Before comparing juices and smoothies, let's remember that there is nothing better than fresh, seasonal fruit. Whole fruits are rich in fiber, vitamins, minerals and other nutrients in their most natural and beneficial form. The dietary fiber present in fresh fruit promotes good digestion, regulates blood sugar levels and provides a feeling of satiety. Fruits also contain a high amount of water, which helps keep your body hydrated. But if you sometimes struggle to eat whole fruit, or enjoy a sugary drink every now and then, here's what you need to know.
Fruit juice, a dose of energy
Juices are made by squeezing or centrifuging fruit to extract the liquid. The texture of fruit juices is fluid and light. Fruit juices mainly contain vitamins, minerals and natural sugars from the fruit.
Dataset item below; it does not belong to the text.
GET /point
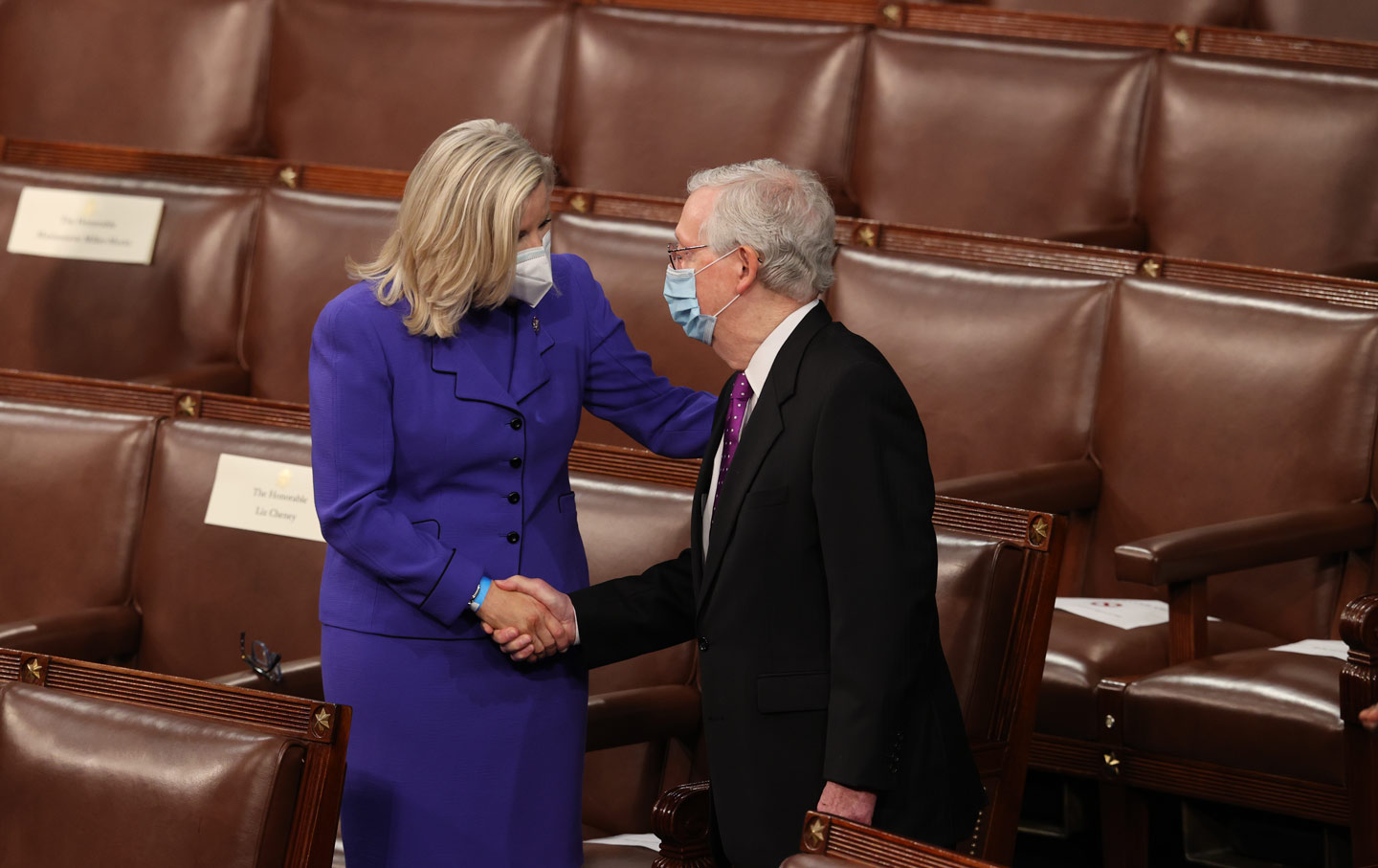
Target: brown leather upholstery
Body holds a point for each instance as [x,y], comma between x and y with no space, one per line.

However, their fiber content is very low due to the removal of the fruit pulp. Juices also have a high concentration of sugars, which causes a rapid increase in blood sugar, but also an almost instantaneous boost of energy.
Smoothies, filling and varied
Smoothies, for their part, are prepared by mixing whole fruits with liquids such as water, animal milk, plant milks or even yogurt. You can also add other ingredients such as vegetables, aromatic herbs, seeds, flax or chia for example, or even oilseeds, such as almonds or walnuts. Unlike juice, smoothies are thick and creamy, thanks to the presence of fruit (and vegetable) pulp and fiber. Smoothies therefore retain all the fiber, which supports good digestion and provides a more lasting feeling of satiety. They are also more nutritious due to the variety of added ingredients and offer a wider range of vitamins and minerals.
To summarize, if you are looking for a dose of sugar, rapid absorption of vitamins and minerals with few calories, juices are a good option. On the other hand, if you want a more complete nutritional intake, smoothies are more suitable. It is entirely possible to include both in your diet to reap the benefits of each. Always in moderation of course!